P576 Ustekinumab levels correlate with induction fecal calprotectin drop-slope and discriminate the need for intensification at week 52 in Crohn's Disease patients.
Mateos, B.(1);Sáez-González, E.(2);Iborra, M.(2);Moret, I.(1);Cañada, A.(3);Tortosa, L.(1);Bastida, G.(2);Aguas, M.(2);Cerrillo, E.(2);Nos, P.(2);Beltrán, B.(2);
(1)Health Research Institute La Fe, Inflammatory Bowel Disease, Valencia, Spain;(2)La Fe Hospital, Gastroenterology, Valencia, Spain;(3)Health Research Institute La Fe, Biostatistics, Valencia, Spain
Ustekinumab (UST) intensification during Crohn’s Disease (CD) treatment is becoming common in clinical practice. Little is known about early intensification maintenance regimens and their drug levels utility in discriminating CD-response and the need for further intensification. We aim to analyze UST levels' evolution in an intensified maintenance regimen, their capacity to discriminate response according to inflammatory parameters and indicate the need for further intensification.

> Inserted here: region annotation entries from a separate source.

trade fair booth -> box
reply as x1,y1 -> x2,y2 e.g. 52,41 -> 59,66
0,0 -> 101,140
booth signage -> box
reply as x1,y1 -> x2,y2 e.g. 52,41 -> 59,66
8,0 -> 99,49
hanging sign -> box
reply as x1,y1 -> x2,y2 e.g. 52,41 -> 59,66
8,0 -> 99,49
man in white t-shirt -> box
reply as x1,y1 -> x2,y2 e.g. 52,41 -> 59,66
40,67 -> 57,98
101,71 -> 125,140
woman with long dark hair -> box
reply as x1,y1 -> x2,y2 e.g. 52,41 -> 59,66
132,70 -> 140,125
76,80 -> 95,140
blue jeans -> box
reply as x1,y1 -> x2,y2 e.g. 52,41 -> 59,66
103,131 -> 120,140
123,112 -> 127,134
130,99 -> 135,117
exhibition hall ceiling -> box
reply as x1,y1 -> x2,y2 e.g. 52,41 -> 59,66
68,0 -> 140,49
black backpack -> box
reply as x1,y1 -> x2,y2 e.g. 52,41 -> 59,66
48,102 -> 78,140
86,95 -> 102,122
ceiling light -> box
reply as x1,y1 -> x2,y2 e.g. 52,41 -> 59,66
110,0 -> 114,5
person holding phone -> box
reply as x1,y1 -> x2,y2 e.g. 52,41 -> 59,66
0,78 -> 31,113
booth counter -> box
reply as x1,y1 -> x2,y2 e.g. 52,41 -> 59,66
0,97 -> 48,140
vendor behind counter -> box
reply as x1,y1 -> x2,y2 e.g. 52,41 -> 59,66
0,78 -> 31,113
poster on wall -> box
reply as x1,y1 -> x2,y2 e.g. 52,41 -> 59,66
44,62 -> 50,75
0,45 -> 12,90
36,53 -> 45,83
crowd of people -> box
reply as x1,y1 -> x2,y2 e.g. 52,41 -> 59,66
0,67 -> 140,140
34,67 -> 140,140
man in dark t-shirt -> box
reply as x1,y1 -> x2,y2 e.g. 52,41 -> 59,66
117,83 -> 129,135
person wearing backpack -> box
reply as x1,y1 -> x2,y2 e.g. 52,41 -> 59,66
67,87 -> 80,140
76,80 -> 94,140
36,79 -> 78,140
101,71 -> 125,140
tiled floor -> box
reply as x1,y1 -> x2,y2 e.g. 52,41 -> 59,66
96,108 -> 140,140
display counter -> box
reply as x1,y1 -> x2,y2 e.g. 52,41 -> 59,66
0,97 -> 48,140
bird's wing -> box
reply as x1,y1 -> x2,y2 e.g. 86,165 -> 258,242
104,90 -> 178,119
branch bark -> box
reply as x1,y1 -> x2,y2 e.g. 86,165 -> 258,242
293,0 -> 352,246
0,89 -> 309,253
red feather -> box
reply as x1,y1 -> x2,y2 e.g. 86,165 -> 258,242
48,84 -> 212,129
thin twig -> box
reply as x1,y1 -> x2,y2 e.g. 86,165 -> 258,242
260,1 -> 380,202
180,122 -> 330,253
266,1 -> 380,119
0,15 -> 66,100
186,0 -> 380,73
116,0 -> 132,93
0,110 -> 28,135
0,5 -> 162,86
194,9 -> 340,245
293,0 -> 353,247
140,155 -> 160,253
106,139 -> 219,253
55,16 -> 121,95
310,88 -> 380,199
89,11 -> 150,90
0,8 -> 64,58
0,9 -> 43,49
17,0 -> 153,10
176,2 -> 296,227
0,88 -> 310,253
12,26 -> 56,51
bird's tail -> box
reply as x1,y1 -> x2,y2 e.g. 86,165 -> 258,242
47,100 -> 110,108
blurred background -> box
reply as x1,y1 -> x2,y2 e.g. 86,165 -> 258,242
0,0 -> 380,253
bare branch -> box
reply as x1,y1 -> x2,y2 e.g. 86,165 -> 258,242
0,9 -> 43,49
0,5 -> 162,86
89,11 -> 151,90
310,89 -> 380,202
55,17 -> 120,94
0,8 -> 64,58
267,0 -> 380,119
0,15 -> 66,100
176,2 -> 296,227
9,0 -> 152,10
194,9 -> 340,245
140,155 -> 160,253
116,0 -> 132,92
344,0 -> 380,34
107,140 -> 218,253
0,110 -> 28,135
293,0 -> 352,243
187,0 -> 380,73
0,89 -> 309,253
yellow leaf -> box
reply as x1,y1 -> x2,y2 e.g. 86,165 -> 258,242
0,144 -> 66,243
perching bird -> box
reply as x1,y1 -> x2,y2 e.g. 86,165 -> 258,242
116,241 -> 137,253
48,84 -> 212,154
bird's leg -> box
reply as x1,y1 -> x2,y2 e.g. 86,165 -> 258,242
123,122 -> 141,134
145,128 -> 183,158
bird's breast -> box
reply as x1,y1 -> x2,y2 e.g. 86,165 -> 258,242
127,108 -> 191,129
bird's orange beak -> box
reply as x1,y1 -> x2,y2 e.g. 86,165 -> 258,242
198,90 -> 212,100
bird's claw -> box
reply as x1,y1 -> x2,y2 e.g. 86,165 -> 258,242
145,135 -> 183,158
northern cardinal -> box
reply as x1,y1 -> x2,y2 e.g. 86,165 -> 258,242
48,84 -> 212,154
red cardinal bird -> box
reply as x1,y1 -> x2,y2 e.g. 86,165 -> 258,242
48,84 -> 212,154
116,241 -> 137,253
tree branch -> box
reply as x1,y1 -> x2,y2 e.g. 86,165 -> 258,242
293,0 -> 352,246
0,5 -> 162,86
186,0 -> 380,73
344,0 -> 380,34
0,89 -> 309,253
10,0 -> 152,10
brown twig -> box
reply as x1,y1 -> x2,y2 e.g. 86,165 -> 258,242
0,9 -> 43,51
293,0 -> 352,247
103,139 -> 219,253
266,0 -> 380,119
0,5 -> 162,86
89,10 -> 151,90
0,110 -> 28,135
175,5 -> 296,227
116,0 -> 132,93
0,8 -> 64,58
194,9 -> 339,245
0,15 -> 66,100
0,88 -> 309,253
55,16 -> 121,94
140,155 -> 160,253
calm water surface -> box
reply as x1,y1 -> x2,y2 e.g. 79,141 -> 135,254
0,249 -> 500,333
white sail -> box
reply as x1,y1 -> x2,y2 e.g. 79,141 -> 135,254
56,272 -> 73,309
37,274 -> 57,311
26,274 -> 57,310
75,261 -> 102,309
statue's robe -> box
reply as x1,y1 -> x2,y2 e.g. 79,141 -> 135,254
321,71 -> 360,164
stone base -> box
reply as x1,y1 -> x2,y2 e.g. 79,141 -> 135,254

This is a retrospective study with 43 moderate/severe active CD patients (Harvey-Bradshaw Index [HBI] ≥4 and Fecal Calprotectin [FC] >250 µg/g) who received UST induction treatment (induction dose of 6mg/kg IV, plus dose of 90mg SC at week 8). Patients received maintenance treatment (90mg SC/8 weeks) and were followed for 52 weeks. They were classified according to the response obtained at the first year in responders (R), HBI <3 and FC <200µg/g; non-responders (NR), HBI ≥4 and FC >250µg/g; and intensification group (IG), partially responders that needed UST intensification to every 4 weeks. HBI, FC, C-Reactive Protein (CRP), and UST levels data were collected at baseline (w0), week 8 (w8), week 16 (w16), and 52 weeks (w52) of maintenance. IG was followed 12-26 weeks after intensification (aI).
Half of the patients (48.8%) were male. Most of them (97.7%) have received previous anti-TNF-α treatment (53.49% ≥2 anti-TNF-α). Patients' median age at the moment of starting UST was 51 (37.5, 58.5) years. Median disease duration was 11 (7.5, 23) years. Location of disease was ileal in 30% of patients and ileocolic in 53%. One-third of patients suffered perianal disease, and 41 % were smokers. The only demographic factor associated with non-response was ileocolic location.
Table 1 shows the evolution of inflammatory parameters and UST levels according to the response. A Pearson correlation (r=0.62) between higher FC drop (baseline-w16) and higher drug levels at w16 was observed. The evolution of biological markers discriminates NR during induction; however, neither biological markers nor UST level can distinguish between R and those who will need intensification. R shows higher UST levels at w52 compared to IG. IG showed a significant increase of UST levels (mean of 5.39 points) and a substantial drop of FC and HBI (mean of 115.62 and 2.27 points, respectively) after intensification. Those patients reported clinical improvement; however, they could not reach a FC <250µg/g, which could need a more extended period to decrease.
FC drop-slope is associated with higher levels of UST at the end of induction. UST levels at w52 are useful for discriminating patients who will benefit from UST intensification every 4 weeks.